The Liberal-National Coalition's decision to cut growth in foreign aid spending by $4.5 billion over the forward estimates has created a last-minute election debate about Australia's foreign aid commitments. Foreign Minister Bob Carr is yet to announce (at time of writing) the details of the Labor Party's foreign aid policy.*

Shadow Treasurer Joe Hockey said Australia can only be a more generous donor if it grows the Australian economy first. He was critical of the Labor Government for borrowing to maintain our foreign aid commitments and for reneging on promised commitments on an annual basis. Hockey said the Coalition remained committed to the Millennium Goal of increasing aid spending to 0.5% of gross national income but could not commit to a date Australia would reach that target.

This should not have come as a surprise.
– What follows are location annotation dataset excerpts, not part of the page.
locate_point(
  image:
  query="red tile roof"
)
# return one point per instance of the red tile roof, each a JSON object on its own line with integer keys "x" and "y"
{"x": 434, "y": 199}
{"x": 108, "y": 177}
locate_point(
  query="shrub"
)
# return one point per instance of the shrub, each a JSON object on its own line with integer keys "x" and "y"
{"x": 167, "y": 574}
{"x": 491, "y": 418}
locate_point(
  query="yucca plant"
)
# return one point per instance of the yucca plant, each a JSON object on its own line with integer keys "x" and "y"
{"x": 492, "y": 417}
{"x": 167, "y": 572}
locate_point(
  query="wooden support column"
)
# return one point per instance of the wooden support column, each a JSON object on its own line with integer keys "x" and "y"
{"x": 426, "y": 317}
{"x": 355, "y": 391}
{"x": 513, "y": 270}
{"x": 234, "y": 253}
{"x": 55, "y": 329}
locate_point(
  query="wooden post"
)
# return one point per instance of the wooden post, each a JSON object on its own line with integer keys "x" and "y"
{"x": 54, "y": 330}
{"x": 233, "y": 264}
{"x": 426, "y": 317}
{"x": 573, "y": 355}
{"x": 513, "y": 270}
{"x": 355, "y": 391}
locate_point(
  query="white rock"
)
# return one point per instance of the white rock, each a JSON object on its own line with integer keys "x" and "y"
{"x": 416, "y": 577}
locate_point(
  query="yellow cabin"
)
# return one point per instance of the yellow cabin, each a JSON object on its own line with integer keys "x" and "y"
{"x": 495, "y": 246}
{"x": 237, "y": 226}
Back in 2011 Hockey was critical of the growth in Australian aid even while the Coalition maintained the bipartisan commitment to the 0.5% target.
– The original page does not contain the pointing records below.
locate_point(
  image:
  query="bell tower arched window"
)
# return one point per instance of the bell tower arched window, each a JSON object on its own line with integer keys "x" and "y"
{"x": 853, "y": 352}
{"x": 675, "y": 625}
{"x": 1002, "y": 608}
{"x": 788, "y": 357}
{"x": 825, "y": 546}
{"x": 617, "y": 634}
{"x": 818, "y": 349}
Before calling the election, the Rudd Government had cautioned that it would defer the promised increase to the foreign aid budget of 0.5% of gross national income back to 2017-2018. As Stephen Howes points out, this was the fifth time the Government has pushed back the target since it was announced in 2008.
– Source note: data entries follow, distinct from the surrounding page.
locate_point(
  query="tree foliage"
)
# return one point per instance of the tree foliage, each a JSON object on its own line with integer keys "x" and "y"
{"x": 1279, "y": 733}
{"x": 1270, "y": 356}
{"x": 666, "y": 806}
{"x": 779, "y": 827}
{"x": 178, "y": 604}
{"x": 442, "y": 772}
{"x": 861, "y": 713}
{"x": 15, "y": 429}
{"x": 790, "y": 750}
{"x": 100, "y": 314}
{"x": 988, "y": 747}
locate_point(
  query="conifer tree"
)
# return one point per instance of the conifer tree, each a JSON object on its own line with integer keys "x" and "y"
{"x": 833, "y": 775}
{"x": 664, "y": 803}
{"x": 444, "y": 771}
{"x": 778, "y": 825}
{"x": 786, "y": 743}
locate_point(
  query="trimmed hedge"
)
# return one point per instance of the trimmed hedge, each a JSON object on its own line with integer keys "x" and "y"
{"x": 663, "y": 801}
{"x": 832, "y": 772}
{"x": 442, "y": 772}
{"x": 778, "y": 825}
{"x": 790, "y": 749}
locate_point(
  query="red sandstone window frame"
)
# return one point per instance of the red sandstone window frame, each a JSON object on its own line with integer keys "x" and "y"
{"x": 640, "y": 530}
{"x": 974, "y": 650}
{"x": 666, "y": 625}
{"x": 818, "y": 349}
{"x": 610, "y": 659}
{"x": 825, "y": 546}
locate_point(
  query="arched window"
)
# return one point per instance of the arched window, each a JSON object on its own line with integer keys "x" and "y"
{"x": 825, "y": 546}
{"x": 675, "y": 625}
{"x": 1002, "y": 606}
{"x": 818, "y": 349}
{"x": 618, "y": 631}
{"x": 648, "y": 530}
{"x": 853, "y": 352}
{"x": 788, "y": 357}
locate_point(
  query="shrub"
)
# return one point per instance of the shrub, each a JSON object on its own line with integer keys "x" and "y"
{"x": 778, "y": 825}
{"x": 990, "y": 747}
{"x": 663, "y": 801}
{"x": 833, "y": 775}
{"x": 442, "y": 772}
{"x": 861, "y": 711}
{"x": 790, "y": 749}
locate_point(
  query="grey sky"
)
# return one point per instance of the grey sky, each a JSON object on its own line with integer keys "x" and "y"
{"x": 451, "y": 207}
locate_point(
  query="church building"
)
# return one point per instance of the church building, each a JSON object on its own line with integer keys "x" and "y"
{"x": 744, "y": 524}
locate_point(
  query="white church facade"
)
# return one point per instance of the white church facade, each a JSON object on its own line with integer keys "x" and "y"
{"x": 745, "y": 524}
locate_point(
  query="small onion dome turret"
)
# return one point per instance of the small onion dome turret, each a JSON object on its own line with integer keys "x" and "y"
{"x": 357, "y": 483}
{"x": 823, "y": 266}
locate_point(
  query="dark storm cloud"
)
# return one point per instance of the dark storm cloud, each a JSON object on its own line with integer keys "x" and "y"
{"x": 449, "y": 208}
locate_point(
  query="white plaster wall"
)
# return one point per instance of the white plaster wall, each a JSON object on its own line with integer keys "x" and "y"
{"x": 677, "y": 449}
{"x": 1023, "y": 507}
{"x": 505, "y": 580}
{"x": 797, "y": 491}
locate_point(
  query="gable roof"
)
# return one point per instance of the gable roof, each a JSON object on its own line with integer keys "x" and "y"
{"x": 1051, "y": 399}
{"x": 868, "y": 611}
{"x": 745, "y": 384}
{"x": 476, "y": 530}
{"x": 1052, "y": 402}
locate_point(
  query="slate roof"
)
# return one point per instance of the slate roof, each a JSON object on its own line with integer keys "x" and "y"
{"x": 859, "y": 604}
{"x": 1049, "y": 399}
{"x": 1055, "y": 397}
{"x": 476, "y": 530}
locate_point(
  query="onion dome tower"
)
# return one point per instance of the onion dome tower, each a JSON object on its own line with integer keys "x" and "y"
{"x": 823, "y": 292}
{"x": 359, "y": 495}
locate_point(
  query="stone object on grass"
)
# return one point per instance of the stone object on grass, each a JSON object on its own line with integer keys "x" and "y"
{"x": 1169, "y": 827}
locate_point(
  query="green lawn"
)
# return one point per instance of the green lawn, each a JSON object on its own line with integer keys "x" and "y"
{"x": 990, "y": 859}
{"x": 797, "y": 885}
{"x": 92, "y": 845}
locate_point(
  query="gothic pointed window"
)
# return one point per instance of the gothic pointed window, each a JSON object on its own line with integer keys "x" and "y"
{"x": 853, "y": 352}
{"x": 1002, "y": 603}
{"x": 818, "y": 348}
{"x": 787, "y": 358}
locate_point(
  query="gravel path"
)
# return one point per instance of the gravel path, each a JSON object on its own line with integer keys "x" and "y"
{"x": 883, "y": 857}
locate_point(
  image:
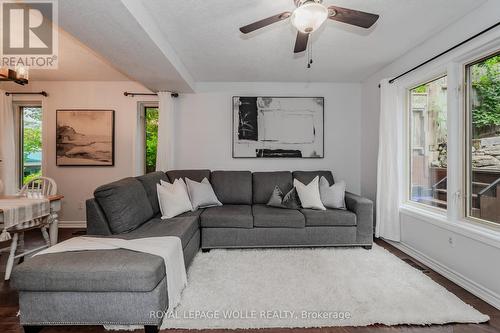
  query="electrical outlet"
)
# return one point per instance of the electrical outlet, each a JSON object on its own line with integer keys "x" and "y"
{"x": 451, "y": 241}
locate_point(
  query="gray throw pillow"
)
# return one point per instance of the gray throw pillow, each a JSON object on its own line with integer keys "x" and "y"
{"x": 202, "y": 194}
{"x": 332, "y": 196}
{"x": 288, "y": 201}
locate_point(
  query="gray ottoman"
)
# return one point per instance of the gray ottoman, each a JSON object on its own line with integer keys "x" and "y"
{"x": 106, "y": 287}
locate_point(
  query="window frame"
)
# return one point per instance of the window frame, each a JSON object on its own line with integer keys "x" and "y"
{"x": 140, "y": 146}
{"x": 18, "y": 107}
{"x": 144, "y": 110}
{"x": 408, "y": 144}
{"x": 466, "y": 210}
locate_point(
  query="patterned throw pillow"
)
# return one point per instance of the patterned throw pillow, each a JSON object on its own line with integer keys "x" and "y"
{"x": 288, "y": 201}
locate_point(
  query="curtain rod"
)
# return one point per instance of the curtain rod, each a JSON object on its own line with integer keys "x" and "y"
{"x": 444, "y": 52}
{"x": 43, "y": 93}
{"x": 132, "y": 94}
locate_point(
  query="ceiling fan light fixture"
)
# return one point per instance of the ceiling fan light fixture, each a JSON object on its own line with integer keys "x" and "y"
{"x": 309, "y": 17}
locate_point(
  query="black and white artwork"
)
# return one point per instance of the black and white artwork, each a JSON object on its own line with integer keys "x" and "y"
{"x": 85, "y": 137}
{"x": 278, "y": 127}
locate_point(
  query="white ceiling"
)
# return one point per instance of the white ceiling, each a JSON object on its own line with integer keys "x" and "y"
{"x": 205, "y": 36}
{"x": 77, "y": 62}
{"x": 171, "y": 45}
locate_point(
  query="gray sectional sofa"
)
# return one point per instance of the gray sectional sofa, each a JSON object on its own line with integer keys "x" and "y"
{"x": 124, "y": 287}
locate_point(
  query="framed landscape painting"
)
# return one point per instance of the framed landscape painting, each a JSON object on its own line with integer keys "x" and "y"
{"x": 85, "y": 137}
{"x": 278, "y": 127}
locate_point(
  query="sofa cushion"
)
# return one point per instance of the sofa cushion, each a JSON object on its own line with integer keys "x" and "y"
{"x": 149, "y": 182}
{"x": 272, "y": 217}
{"x": 264, "y": 183}
{"x": 228, "y": 216}
{"x": 233, "y": 187}
{"x": 183, "y": 227}
{"x": 125, "y": 204}
{"x": 100, "y": 270}
{"x": 329, "y": 217}
{"x": 305, "y": 177}
{"x": 196, "y": 175}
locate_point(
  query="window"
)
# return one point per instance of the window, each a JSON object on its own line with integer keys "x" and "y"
{"x": 428, "y": 143}
{"x": 483, "y": 139}
{"x": 30, "y": 142}
{"x": 150, "y": 137}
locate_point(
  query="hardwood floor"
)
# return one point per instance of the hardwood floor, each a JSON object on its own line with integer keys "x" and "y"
{"x": 9, "y": 323}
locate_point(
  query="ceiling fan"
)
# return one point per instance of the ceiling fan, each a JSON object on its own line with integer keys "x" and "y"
{"x": 310, "y": 15}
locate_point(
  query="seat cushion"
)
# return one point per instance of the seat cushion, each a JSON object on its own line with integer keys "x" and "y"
{"x": 149, "y": 182}
{"x": 305, "y": 177}
{"x": 100, "y": 270}
{"x": 196, "y": 175}
{"x": 264, "y": 183}
{"x": 228, "y": 216}
{"x": 232, "y": 187}
{"x": 272, "y": 217}
{"x": 329, "y": 217}
{"x": 183, "y": 227}
{"x": 125, "y": 204}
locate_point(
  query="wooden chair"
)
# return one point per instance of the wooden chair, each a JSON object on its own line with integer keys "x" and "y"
{"x": 41, "y": 186}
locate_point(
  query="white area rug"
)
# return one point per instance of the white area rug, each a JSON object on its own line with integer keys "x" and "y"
{"x": 311, "y": 288}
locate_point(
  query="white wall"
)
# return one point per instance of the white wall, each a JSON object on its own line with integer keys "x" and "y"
{"x": 463, "y": 252}
{"x": 204, "y": 127}
{"x": 78, "y": 183}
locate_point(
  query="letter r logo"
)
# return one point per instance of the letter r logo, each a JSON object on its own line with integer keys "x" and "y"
{"x": 27, "y": 27}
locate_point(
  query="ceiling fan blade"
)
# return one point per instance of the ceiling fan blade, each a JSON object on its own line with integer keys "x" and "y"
{"x": 265, "y": 22}
{"x": 301, "y": 42}
{"x": 351, "y": 16}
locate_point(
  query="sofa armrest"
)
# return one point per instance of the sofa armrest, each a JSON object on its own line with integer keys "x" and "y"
{"x": 363, "y": 208}
{"x": 97, "y": 224}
The 2013-14 budget set out the Australian Government's intentions for aid spending but development experts have been sceptical that Australia would meet the ambitious commitment. The target was announced by Prime Minister Rudd in more favourable domestic economic circumstances and was back-end-loaded from the outset. Small increases so far mean that an unprecedented ramp up in foreign aid spending (see graph in this post by Stephen Howes) would be required to meet the target. There are good reasons to question Australia's capacity to manage such a dramatic ramp up in spending and maintain the integrity and efficiency of the aid program.

The Coalition's new direction separates Australian aid policy from its conservative counterparts in the UK, where Prime Minister Cameron has continued to increase Britain's aid budget despite adverse domestic economic circumstances. This does not help Australia's interest in being recognised as one of the world's leading aid donors. And as Annmaree O'Keeffe suggested last year, weakening our aid commitment means weakening one of the most significant soft power tools Australia has to address threats to regional stability.

On a positive note, if the Coalition is elected to government on Saturday this policy would at least introduce more predictability in the forward estimates for the aid program than we have seen over the last few years, which is useful for our aid partners.

But have both the Government and the Opposition misjudged the public sentiment on aid? The 2011 Lowy Institute poll found that on average, Australians wanted 12% of the federal budget spent on foreign aid. Even with recent increases, aid only represents around 1% of the budget. It would seem that there is popular support for a bigger aid budget.

* Clarification (6/9/13, 11.50): Minister for International Development Melissa Parke has published an election statement of sorts through the DevPolicy blog.